In our study, out of 70 patients, 5 patients (7.1%) underwent surgery; appendectomy was performed in 4 patients and herniotomy was done in only one patient. Our results are nearly similar to Al-Wahadneh and Dahabreh  who reported that only 2 out of 56 patients (3.7%) underwent appendectomy. Duşunsel et al.  also reported that 4 out of 102 patients (3.4%) underwent surgery, and all of them had appendectomy. Settin et al.,  reported a higher percent of patients who underwent surgery; 15 out of 66 patients (22.7%) underwent laparotomy during severe abdominal pain either for exploration or for appendectomy. This high percent could be a result of the severe abdominal pain that forced the patients to be bed ridden and that was documented in 66.7% of their patients.
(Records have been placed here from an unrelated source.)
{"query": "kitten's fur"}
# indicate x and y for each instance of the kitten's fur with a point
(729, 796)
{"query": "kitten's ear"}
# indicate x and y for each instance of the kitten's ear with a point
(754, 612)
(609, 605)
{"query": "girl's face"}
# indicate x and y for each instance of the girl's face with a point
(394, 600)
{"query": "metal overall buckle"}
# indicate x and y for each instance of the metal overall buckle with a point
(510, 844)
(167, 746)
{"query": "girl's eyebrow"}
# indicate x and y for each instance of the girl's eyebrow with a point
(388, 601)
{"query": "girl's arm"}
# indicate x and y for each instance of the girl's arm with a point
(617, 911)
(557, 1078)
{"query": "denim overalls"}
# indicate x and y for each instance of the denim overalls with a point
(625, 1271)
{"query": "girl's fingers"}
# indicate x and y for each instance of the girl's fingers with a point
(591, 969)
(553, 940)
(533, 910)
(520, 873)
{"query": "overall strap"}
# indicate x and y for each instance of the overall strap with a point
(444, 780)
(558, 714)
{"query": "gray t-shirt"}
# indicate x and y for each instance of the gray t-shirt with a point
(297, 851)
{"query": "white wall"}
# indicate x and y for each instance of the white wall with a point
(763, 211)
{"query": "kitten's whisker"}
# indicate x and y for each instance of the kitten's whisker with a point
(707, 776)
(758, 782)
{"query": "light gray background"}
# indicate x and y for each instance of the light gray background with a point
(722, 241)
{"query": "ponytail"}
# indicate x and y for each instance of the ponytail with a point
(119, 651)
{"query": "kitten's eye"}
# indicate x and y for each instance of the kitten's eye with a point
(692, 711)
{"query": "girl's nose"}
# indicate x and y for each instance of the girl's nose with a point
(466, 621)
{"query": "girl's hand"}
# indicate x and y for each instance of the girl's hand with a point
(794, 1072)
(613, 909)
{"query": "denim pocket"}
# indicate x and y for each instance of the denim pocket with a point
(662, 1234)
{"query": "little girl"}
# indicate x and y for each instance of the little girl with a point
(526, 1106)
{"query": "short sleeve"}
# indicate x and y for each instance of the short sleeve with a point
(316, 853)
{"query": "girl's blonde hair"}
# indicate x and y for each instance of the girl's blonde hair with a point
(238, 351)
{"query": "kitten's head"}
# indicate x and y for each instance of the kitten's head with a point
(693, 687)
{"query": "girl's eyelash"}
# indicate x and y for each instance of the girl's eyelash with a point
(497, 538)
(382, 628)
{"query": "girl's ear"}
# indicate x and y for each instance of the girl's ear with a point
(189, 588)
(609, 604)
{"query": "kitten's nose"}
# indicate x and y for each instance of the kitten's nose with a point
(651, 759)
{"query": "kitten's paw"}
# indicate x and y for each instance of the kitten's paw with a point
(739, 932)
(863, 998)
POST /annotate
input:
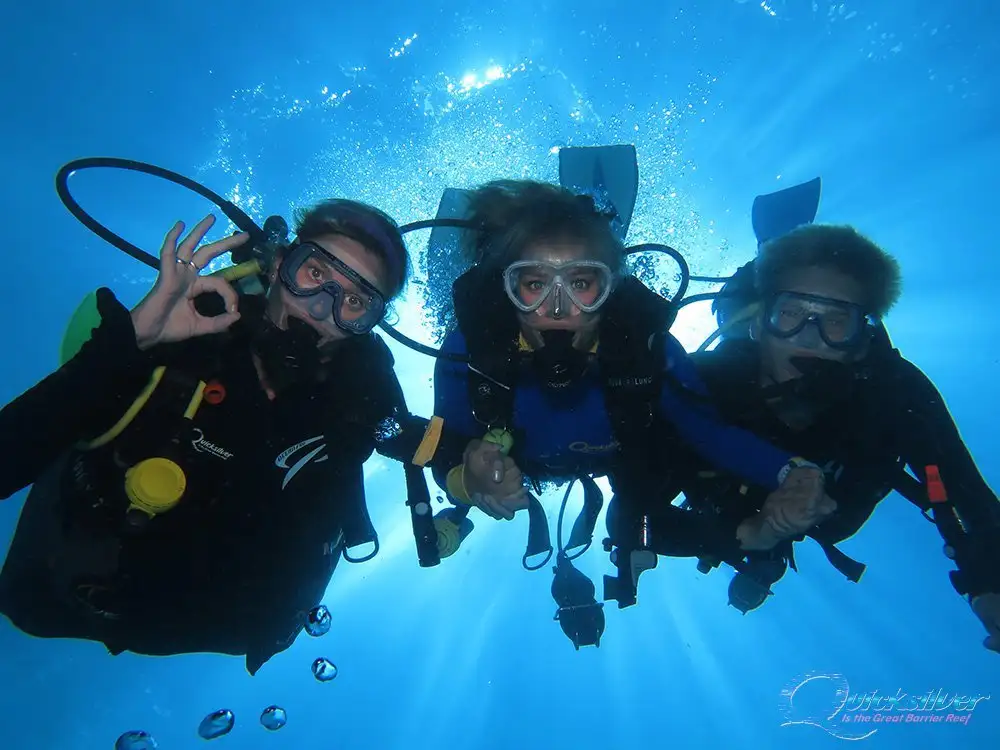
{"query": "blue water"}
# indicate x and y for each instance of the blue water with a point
(893, 103)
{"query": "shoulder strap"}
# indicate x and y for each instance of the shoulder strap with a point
(491, 336)
(634, 323)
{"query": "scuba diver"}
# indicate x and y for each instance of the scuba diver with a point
(197, 461)
(564, 361)
(811, 369)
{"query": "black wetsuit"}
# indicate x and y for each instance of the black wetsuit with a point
(274, 492)
(868, 421)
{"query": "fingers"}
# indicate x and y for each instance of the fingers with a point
(205, 255)
(498, 469)
(218, 285)
(168, 250)
(517, 501)
(489, 505)
(186, 249)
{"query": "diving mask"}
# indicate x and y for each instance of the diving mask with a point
(329, 290)
(583, 283)
(798, 318)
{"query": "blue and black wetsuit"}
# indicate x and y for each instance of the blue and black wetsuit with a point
(572, 435)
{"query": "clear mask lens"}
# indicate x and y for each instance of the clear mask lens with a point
(585, 284)
(329, 290)
(840, 325)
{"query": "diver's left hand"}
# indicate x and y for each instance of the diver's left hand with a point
(799, 503)
(168, 314)
(987, 609)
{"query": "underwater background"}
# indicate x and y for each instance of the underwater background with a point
(274, 105)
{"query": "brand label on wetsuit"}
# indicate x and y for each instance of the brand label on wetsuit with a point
(282, 461)
(206, 446)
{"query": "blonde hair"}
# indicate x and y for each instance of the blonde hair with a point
(510, 215)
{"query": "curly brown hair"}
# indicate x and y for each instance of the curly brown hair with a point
(838, 247)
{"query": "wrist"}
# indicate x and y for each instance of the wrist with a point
(142, 324)
(755, 534)
(796, 462)
(455, 484)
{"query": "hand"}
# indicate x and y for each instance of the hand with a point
(795, 507)
(498, 508)
(987, 609)
(493, 481)
(799, 503)
(167, 314)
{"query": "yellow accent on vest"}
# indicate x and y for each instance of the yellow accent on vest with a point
(428, 445)
(155, 485)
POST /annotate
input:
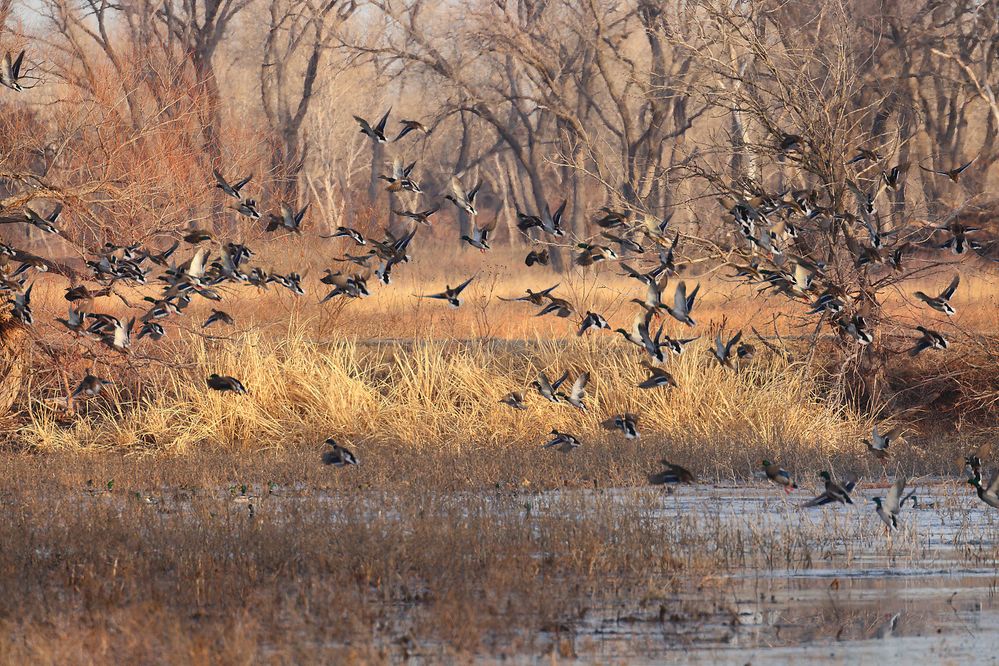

In our study, the most frequent mutations in all patients were E148Q, M680I, and V726A and were detected in 20%, 15.7%, and 14.3% of patients respectively. In an Egyptian study, among 66 patients, M694V was the most common allelic mutation found followed by V726A then M680I (18.8%, 17.42% 12.1% respectively) . In another Egyptian study, among 136 patients, it was found that the most frequent gene mutations were V726A, M694V, M680I, E148Q and M694I in 41.2, 32.4, 29.4, 25 and 20.6% of patients respectively . This differences in the allelic mutations found among patients could indicate the mutational heterogeneity of FMF in the Egyptian population. This mutational heterogeneity appears to be less obvious among other ethnic populations. M694V mutation was found in 97% of the North African Jews in Israel , while M694I mutation was present in 80% of Algerian Arabs . In the studies by Touitou et al. , and by the Turkish FMF study group , the most common MEFV mutation in Turkey is M694V (57.0 and 51.4%, respectively), followed by M680I (16.5 and 14.4%, respectively), and V726A (13.9 and 8.6%, respectively). Possible explanation is that having only one MEFV mutation may give rise to a FMF phenotype in the presence of one or more modifying alleles in other related genes, or other environmental factors like a stress. Asymptomatic carriers for one FMF mutation have biochemical evidence for subclinical inflammation [7, 32] and a more recent study found a higher frequency of carriers for highly penetrant FMF mutations among patients with systemic inflammatory response syndrome (SIRS) and sepsis . Therefore, modifying alleles could contribute to an inflammation dosage threshold, which is necessary to develop systemic inflammation and symptomatic FMF.
HSP and polyarteritis nodosa (PAN) are more common in FMF patients than in the general population . In our study, HSP was determined in 4.3% of patients and this in agreement with a high prevalence of vasculitis found in FMF patients but PAN was not found. Duşunsel et al.  also reported HSP in 6.8% of their patients.